Partnering With Patients to Bridge Gaps in Consent for Acute Care Research
Neal W. Dickert, Amanda Michelle Bernard ,JoAnne M. Brabson, Rodney J. Hunter, Regina McLemore, Andrea R. Mitchell, Stephen Palmer, Barbara Reed, Michele Riedford, Raymond T. Simpson, Candace D. Speight, Tracie Steadman, Rebecca D. Pentz
The American Journal of Bioethics, 4 May 2020; 5 pp 7-14
Clinical trials for acute conditions such as myocardial infarction and stroke pose challenges related to informed consent due to time limitations, stress, and severe illness. Consent processes should be sensitive to the context in which trials are conducted and to needs of patients and surrogate decision-makers. This manuscript describes a collaborative effort between ethicists, researchers, patients, and surrogates to develop patient-driven, patient-centered approaches to consent for clinical trials in acute myocardial infarction and stroke.

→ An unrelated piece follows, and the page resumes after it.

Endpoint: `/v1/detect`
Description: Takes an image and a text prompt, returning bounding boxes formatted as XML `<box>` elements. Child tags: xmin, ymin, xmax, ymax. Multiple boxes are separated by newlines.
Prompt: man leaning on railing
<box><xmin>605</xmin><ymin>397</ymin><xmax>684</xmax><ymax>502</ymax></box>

Our group identified important ways in which existing consent processes and forms for clinical trials fail to meet patients’ and surrogates’ needs in the acute context. We collaborated to create model forms and consent processes that are substantially shorter and, hopefully, better-matched to patients’ and surrogates’ needs and expectations from the perspective of content, structure, and tone. These changes, however, challenge some common conventions regarding consent.